POLITIQUE

À l’OIF, Louise Mushikiwabo et le Canada en conflit ouvert

La décision de la secrétaire générale de ne pas reconduire Geoffroi Montpetit comme administrateur de l’organisation francophone a provoqué un regain de tension avec Ottawa, qui vient de décider de revoir sa contribution financière à la baisse.

7 avril 2023 à 14:17

Par Olivier Caslin

Mis à jour le 7 avril 2023 à 14:17

La secrétaire générale de la francophonie, Louise Louise Mushikiwabo, le 19 novembre 2022 à Djerba. Secretary General of Organisation Internationale de la Francophonie (OIF) Louise Mushikiwabo (C) attends the first working session of the 18th Francophone countries Summit in Djerba on November 19, 2022. © LUDOVIC MARIN/POOL/AFP

La non-reconduction, au début de mars, de Geoffroi Montpetit au poste d’administrateur semble avoir envenimé les relations entre l’Organisation internationale de la Francophonie et le Canada. Dernier épisode en date, la lettre, datée du 2 avril, dans laquelle Mélanie Joly, la ministre fédérale des Affaires étrangères, annonce à Louise Mushikiwabo, la secrétaire générale de l’OIF, la volonté d’Ottawa de réduire de 3 millions de dollars canadiens (2,04 millions d’euros) sa contribution financière à l’organisation « pour au moins une année ».À LIREÀ l’OIF, Louise Mushikiwabo décrète l’état d’urgence financier

La cheffe de la diplomatie canadienne justifie cette décision – inédite dans l’histoire de l’OIF – par la parution d’un sondage interne sur le climat de travail au sein de l’organisation et qui, selon elle, révèlerait des « faits troublants », notamment en matière de harcèlement moral et sexuel, « sur lesquels le Canada a une tolérance zéro ».

« Pétage de plombs »

Cette consultation, qui a été commandée à la fin de 2022 par Geoffroi Montpetit avec l’aval de Louise Mushikiwabo, et pour laquelle près des deux tiers des salariés de l’OIF ont été interrogés, a vu ses résultats dévoiler quelques jours seulement avant la fin du contrat du numéro 2 de l’organisation, le 10 mars.

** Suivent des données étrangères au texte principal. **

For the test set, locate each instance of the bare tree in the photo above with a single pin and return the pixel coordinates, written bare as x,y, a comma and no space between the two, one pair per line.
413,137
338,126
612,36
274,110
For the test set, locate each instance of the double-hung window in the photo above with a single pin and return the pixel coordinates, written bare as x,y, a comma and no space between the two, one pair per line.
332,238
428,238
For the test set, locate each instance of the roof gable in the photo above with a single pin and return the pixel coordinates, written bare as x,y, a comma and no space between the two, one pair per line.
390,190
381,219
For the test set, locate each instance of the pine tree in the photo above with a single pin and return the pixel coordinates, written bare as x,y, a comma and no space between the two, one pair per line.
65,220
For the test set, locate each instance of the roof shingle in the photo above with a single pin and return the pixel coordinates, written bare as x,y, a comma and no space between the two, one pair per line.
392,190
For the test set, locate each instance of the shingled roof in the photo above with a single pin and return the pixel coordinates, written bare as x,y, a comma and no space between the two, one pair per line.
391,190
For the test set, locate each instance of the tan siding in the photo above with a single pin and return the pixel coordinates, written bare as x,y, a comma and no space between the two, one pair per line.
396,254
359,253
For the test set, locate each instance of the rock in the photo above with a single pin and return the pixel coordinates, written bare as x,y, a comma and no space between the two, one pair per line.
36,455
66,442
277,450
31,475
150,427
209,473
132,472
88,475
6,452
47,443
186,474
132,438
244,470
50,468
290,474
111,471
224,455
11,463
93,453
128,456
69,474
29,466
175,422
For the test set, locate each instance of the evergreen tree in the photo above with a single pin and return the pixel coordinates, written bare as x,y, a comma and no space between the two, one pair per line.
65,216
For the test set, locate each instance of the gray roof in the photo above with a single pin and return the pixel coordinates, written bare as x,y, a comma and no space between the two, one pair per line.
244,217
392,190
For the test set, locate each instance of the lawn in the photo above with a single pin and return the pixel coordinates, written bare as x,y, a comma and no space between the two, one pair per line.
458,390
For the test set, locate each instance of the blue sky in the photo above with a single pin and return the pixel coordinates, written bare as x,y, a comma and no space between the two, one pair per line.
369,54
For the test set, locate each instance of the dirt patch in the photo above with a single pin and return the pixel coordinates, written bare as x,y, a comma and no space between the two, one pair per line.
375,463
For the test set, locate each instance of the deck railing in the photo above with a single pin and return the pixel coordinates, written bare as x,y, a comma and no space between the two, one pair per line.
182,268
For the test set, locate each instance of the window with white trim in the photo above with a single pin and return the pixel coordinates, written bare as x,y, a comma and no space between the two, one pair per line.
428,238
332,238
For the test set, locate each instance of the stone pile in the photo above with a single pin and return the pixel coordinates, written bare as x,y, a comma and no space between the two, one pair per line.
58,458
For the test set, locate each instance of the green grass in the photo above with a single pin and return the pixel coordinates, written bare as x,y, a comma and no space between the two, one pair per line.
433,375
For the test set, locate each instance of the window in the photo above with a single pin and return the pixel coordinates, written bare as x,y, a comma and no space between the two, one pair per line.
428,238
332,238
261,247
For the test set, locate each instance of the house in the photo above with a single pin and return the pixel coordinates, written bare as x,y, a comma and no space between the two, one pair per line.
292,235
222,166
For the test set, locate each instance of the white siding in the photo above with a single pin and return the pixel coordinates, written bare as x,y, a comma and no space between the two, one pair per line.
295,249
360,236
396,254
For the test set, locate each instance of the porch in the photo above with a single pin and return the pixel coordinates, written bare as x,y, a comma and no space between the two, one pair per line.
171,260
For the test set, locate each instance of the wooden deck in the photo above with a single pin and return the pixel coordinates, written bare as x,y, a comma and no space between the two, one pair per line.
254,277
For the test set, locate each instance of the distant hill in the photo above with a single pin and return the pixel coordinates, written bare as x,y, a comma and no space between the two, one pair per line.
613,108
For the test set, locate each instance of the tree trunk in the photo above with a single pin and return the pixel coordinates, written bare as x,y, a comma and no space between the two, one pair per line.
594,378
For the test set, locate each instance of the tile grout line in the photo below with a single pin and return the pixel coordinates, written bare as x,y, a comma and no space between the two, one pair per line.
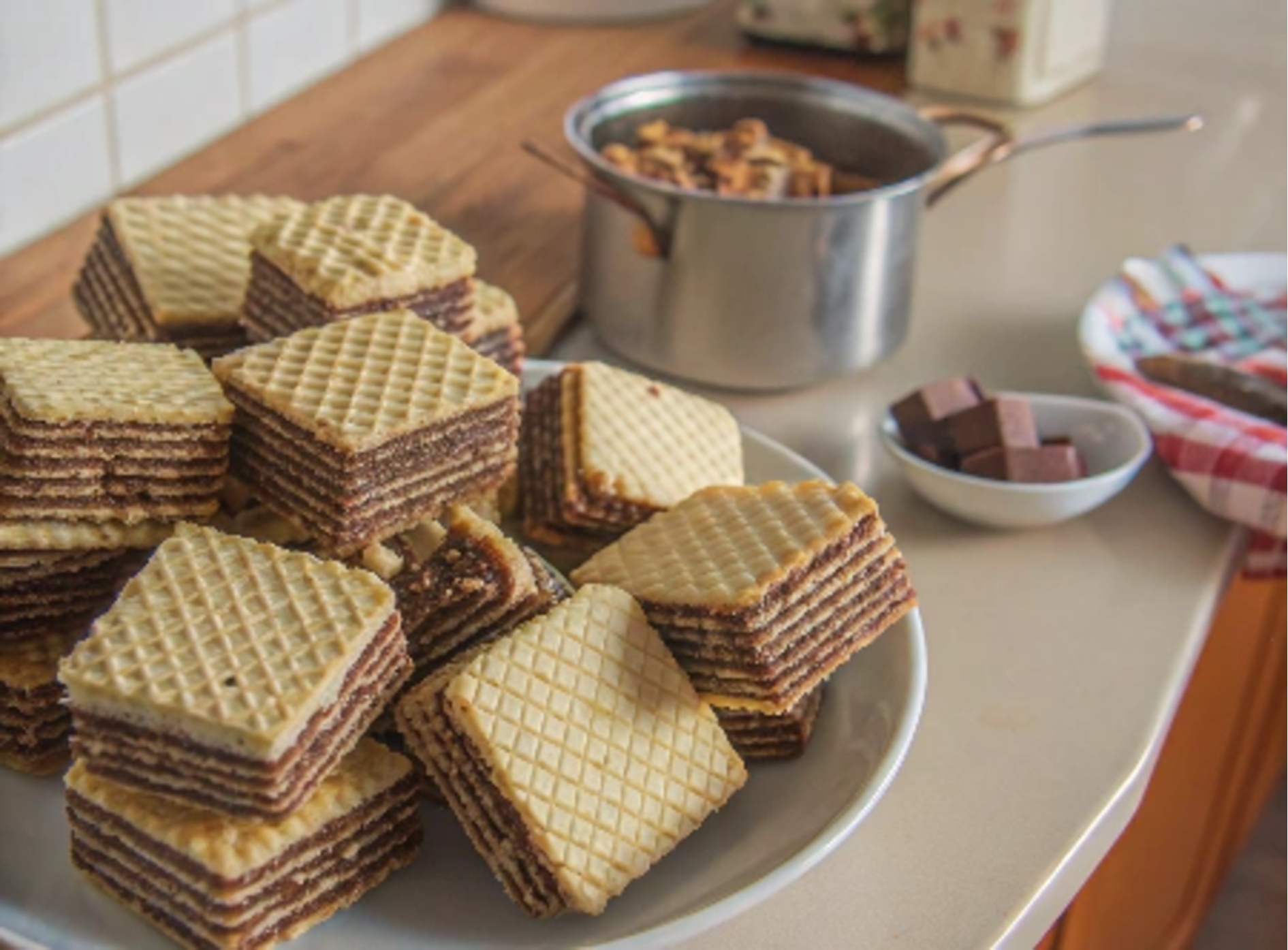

Montpetit, qui était déjà au courant de son départ, aurait préféré envoyer les résultats collectés directement à Ottawa, plutôt que sur le bureau de sa supérieure. La presse canadienne s’est emparée de l’affaire et la polémique est restée circonscrite outre-Atlantique, avant que Mélanie Joly n’envoie sa lettre à Paris. Une démarche qualifiée de « pétage de plomb » par plusieurs responsables de l’OIF et un certain nombre d’ambassadeurs de ses pays membres. Du côté du secrétariat général, seule la méthode a surpris. « Dès qu’il a été décidé, en décembre 2022, de ne pas conserver Geoffroi Montpetit, le Canada a plusieurs fois menacé Louise Mushikiwabo de représailles », assure un membre du cabinet de celle-ci. La secrétaire générale a d’ailleurs repris ce terme dans sa réponse à Mélanie Joly, rédigée le 6 avril.À LIRELouise Mushikiwabo (OIF) : « Personne ne me dicte ma conduite »

Lors du Conseil permanent de la francophonie (CPF) du 21 mars, devant confirmer la nomination de la Québécoise Caroline St-Hilaire au poste d’administratrice, la sherpa envoyée par le gouvernement canadien, Isabelle Hudon, a publiquement interpellé la secrétaire générale sur les résultats du sondage. Selon une source canadienne, cette dernière « a évacué le sujet en remettant en cause la méthodologie, ce qui n’est vraiment pas rassurant ».

« Cette consultation a été menée auprès de personnes qui travaillaient pour l’OIF depuis parfois vingt ans, ces problèmes n’existent donc pas depuis 2019 et l’arrivée de Louise Mushikiwabo à la tête de l’organisation, qu’elle cherche justement à transformer », défend Oria Vande Weghe, la porte-parole de l’OIF.

Sur ce point aussi, les décisions de la secrétaire générale agacent Ottawa. Dans sa lettre, Mélanie Joly regrette ainsi que la secrétaire générale ait « profité des deux semaines de flottement qui ont précédé l’entrée en fonction de Caroline St-Hilaire pour lui retirer le choix des représentations à l’international ». Une décision qui a en réalité été prise par la Rwandaise dès 2019, et qui n’avait, jusqu’alors, pas provoqué l’ire canadienne.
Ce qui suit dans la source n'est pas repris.